Gouge Out Your Eyes with a Rusty Synecdoche

One of the things that has troubled me about the 'network' way of thinking of things is its obvious coupling with what has come to be known as the 'free market' economy. Such as, say, the predictions markets discussed in this Cognitive Edge post. Not because I am against free markets, so much, but because free markets are demonstratively ineffective at certain points - such as emergencies, infrastructure development, and conditions of scarcity - and because the free market system as it exists today is terribly imbalanced, the wealth of the few being based on the oppression of the many. This article looks at some of those conditions.

Where many people go with this is in the direction suggested by Beth Kanter's post. Social networks, she writes, incorporate a "ladder of engagement", and these different levels of engagement change the nature of the contacts between members of the network, and hence, the nature of the network itself. And you see this sort of effect not only in Facebook causes, but also in the evangelism for new network technologies, such as Second Life and Twitter.
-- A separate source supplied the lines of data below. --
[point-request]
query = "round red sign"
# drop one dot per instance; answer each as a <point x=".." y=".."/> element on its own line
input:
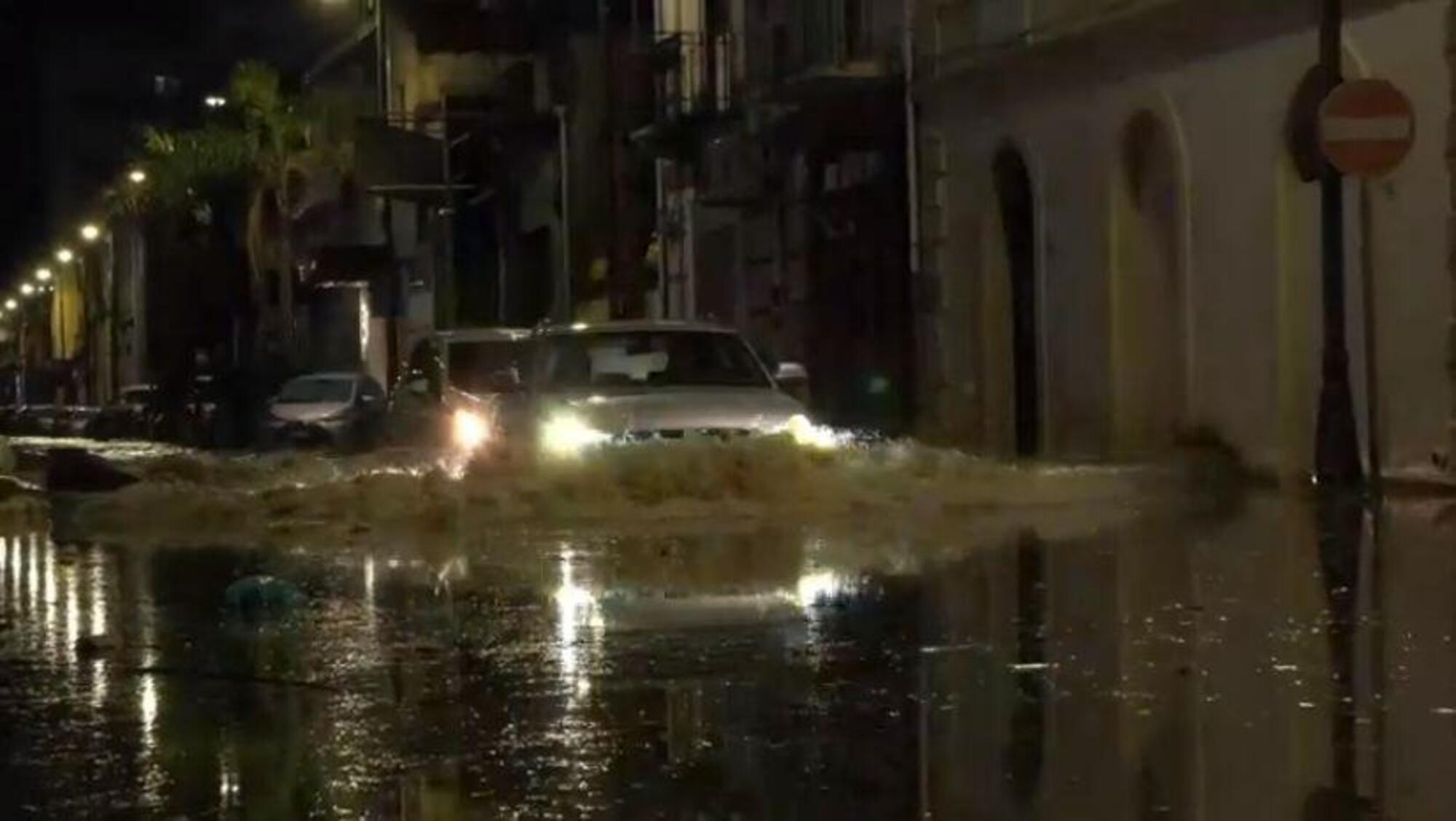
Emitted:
<point x="1366" y="127"/>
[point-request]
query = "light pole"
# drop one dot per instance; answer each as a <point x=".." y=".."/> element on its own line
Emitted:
<point x="1337" y="446"/>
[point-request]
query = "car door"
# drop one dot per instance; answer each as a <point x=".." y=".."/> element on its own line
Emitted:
<point x="373" y="407"/>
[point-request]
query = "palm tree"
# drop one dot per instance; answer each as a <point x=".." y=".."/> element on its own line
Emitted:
<point x="263" y="155"/>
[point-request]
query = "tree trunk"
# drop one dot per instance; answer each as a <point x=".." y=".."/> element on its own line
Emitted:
<point x="286" y="302"/>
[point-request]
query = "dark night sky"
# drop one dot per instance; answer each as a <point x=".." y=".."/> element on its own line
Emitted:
<point x="78" y="79"/>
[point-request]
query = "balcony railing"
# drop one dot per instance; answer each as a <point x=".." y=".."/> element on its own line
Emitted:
<point x="698" y="75"/>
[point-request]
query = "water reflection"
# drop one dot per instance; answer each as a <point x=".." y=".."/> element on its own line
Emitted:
<point x="1282" y="663"/>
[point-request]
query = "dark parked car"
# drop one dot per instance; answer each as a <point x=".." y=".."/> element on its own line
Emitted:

Because these communities offer more than mere transaction, the value of the network to its members is increased - and so is their emotional attachment, which also feeds back into this same cycle.

Why is this important? Well, the free market is, in essence, a network of transactions. By setting up the network as nothing more than an exchange of goods for currency, no emotional attachment is created (except for those who develop a perverse love of money, like Conrad Black). Dave Pollard has been struggling to explain this recently, trying to embody a philosophy of love into community transactions. But this, I fear, takes us into an environment where all our transactions are group transactions, which carries its own risks.

Published concurrently with all this is a discussion from the useful weblog, Architectures of Control in Design, which looks at (as Scott Wilson summarizes) "the complex interplay of agents, systems and power structures." Wilson writes, "the discourse of control in education is very simplistic with a response of 'control = BAD'" such that "the common approach is one of either (a) denial, or (b) rejection, rather than (c) an effective intentional design." But this is simply to confuse intervention with control. When we look at the article, as it displays the many ways bench designers try to control the use of the bench - doing everything from shortening the bench to installing armrests to tilting the surface to discourage transients.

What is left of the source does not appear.